Thursday 2 May 2019

Sparkly Tree

After four paintings in a row based on the tried and trusted abstract silhouette style, I thought it was time for something different.  I was in the mood to experiment and I've learned a lot from this one.

I started with an underpainting using three primaries: French ultramarine, quinacridone magenta and transparent yellow.  Rather than just leaving it to dry, though, I covered it in some crinkled up aluminium foil and rested a paving slab on it while it dried.  The sky looked as normal (it was probably already dry before the foil was added) but the foreground had an interesting spotty texture.

Next, I put in a tree using acrylic inks and granulation medium.  I used all of my ink colours except waterfall green for this.  At times, the inks were behaving even worse than normal and I used kitchen paper to dab some bits dry and to smear the ink in places - that worked well.  The leaves in the tree were added by flicking inks onto the paper using a palette knife; this worked out quite well, adding a lot of energy to the painting.  As the tree dried, I saw that there was a hint of a woman trapped inside the tree, which I really liked.  The small branch on the left of the tree pointing downwards was an attempt to make the woman clearer by adding a branch that looked like a second arm.

Then I added some cadmium red spatters in the field and some grasses along the bottom using various inks.  At this stage I should have stopped, but I felt the painting was unbalanced with a big tree on the left and nothing on the right.  So I added some middle ground trees on the right.  But then they needed a hill to sit on, so I covered up most of the foreground (and the texture effects from the aluminium foil) with more inks.

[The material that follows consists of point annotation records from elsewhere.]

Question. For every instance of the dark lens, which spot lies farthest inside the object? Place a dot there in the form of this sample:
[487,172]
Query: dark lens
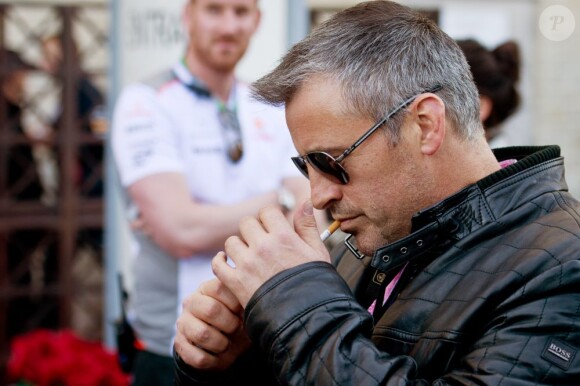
[301,165]
[327,165]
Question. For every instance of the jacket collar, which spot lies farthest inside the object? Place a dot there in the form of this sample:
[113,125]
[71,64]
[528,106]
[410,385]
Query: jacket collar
[477,205]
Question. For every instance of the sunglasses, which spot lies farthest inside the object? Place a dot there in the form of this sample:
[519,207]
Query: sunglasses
[330,166]
[232,132]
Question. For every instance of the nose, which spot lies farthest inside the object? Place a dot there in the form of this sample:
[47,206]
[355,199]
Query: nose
[323,190]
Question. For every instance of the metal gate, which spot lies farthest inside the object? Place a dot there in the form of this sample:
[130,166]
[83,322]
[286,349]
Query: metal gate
[51,172]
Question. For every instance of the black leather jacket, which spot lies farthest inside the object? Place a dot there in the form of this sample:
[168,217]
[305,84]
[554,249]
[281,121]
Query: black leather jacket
[490,295]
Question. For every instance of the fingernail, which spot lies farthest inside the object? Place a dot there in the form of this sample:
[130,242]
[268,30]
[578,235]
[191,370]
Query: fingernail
[307,209]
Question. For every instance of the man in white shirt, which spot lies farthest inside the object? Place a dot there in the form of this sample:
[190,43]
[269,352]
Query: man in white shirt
[195,154]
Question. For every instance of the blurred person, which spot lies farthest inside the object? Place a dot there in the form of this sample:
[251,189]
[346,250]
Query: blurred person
[463,271]
[496,73]
[88,113]
[23,181]
[195,154]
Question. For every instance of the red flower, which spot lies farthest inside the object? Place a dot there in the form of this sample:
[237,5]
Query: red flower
[50,358]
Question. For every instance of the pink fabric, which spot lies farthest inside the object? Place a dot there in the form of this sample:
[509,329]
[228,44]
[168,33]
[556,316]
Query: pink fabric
[393,282]
[388,290]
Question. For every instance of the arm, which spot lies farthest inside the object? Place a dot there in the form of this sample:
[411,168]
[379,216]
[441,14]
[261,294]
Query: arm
[211,346]
[146,153]
[182,226]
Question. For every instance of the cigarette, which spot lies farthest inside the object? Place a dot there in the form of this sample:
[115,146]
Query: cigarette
[331,229]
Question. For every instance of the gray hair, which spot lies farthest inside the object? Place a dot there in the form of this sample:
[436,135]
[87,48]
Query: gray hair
[381,53]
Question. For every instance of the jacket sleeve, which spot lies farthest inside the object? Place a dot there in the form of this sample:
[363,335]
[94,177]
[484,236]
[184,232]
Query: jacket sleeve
[308,324]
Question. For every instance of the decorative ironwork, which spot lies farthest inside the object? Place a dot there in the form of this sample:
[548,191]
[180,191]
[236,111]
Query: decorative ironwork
[51,172]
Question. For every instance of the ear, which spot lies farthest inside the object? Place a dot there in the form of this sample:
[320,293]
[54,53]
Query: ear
[485,106]
[430,111]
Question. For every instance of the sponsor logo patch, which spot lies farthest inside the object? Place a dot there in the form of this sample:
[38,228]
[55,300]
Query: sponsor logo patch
[559,353]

But then the tree wasn't distinct enough against the background.  What could I do?  All that was left in my armoury was the waterfall green ink.  I added some of this to the tree in an attempt to brighten it up against the background.  But the ink didn't run.  It just sat there, so I brushed it over the tree.  But it was too opaque, so I dabbed as much of it off as I could.  And what I ended up with was the glittery tree that you see here.  If you look at it at a certain angle, the tree sparkles with light.  But the woman trapped in the tree is gone.  Maybe I only imagined her.

So I learned a lot from doing this one, but was it any good?  Well, there's a lot of energy in the leaves.  A the colours of the underpainting are good - the purple in the sky and the yellow in the background offer good contrasts against the rest of the painting.  Is the sparkliness of the tree a success though?  I'm not sure.  The painting is definitely muddy on the bottom half and I'm finding it hard to separate the sparkliness from the muddiness.

This one was picked out by my kid brother as a housewarming present.